Growth in the quarterly gross domestic product (GDP) flagged in data out this week is expected to reflect a slowing in the economy, from a combination of high petrol prices and slower pace in agriculture and tourism.

While the Reserve Bank is picking 0.7% growth for the quarter to September, Westpac and ASB are both picking 0.5% growth, halving the previous quarter's growth of 1%.

ASB senior economist Jane Turner said the expectation of 0.5% was due to slowing demand for both goods and services, after high petrol prices and weak business confidence "sapped economic momentum" during the first half of the year.

"This recent momentum appears to have fizzled out and we believe the pace of growth slowed again over the second half of 2018."


GDP is one of the main economic measures, showing the value of goods and services produced in the country, and will be released on Thursday.

"The sharp increase in petrol prices squeezed household budgets and appears to have directly impacted broader economic activity," she said.

Meanwhile, weak business confidence had continued to linger, potentially undermining the relatively strong fundamentals that remained in place, including high terms of trade, strong population growth and low interest rates, she said.

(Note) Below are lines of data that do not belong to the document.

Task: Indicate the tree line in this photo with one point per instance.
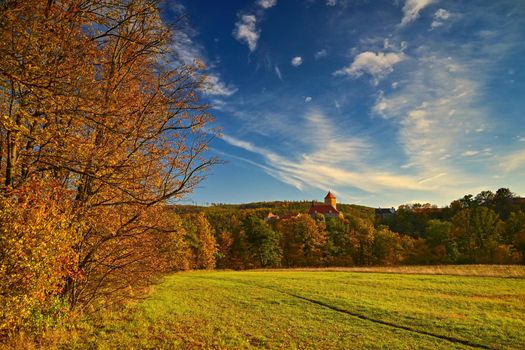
(486, 228)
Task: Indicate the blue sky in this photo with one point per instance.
(382, 102)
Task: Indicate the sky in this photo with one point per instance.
(381, 102)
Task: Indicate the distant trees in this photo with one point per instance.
(264, 243)
(201, 240)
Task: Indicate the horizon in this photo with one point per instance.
(385, 103)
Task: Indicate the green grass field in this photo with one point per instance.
(318, 310)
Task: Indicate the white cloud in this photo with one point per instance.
(329, 159)
(297, 61)
(246, 31)
(412, 8)
(431, 136)
(188, 52)
(440, 16)
(266, 4)
(469, 153)
(513, 161)
(214, 86)
(278, 73)
(378, 65)
(320, 54)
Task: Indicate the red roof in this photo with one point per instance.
(329, 195)
(322, 209)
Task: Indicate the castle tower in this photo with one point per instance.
(330, 200)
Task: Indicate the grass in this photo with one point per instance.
(412, 308)
(294, 309)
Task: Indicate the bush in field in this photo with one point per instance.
(36, 255)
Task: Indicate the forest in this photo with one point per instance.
(488, 228)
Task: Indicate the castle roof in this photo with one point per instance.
(322, 209)
(329, 195)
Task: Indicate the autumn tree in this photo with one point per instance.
(302, 241)
(440, 241)
(477, 232)
(201, 239)
(93, 98)
(264, 242)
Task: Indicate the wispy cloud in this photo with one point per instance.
(187, 51)
(440, 17)
(329, 159)
(278, 73)
(513, 161)
(378, 65)
(433, 108)
(247, 31)
(297, 61)
(266, 4)
(412, 8)
(247, 26)
(320, 54)
(214, 86)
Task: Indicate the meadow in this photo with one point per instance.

Westpac senior economist Michael Gordon said the combination of agriculture, electricity generation and tourism declined, or grew more slowly, for the September quarter.

"The underlying picture remains of an economy that has trundled along slowly but steadily over 2018," he said.

Mr Gordon expects the current account deficit to widen to 3.6% of GDP.

"New Zealand's trade performance has deteriorated over the last year, but we suspect that some of the drivers of this are temporary," he said.

Mrs Turner said the decline for the quarter was due to soft construction activity growth, weak manufacturing, weakened retail demand, softening housing demand and credit appetites.


There was also very weak services activity, with data pointing to a fall in business services activity.

On the positive side of the ledger, Mrs Turner said wholesale trade was boosted by strong export activity, in particular kiwifruit and meat, and there should be a recovery in mining activity, given the previous quarter's gas production disruption following the discovery of a leak in the Pohokura pipeline and the subsequent unplanned shutdown.

Mrs Turner expects the soft growth to linger into fourth-quarter data, with 0.5% quarterly growth "pencilled in" again.

She believed 2019 would be a "crossroad", questioning whether the slowing growth in the second half of this year would be temporary

or would growth bounce back in 2019 now that petrol prices had fallen.

"Or, is this is the beginning of another period of modest growth, similar to what set in over 2017?" Mrs Turner asked.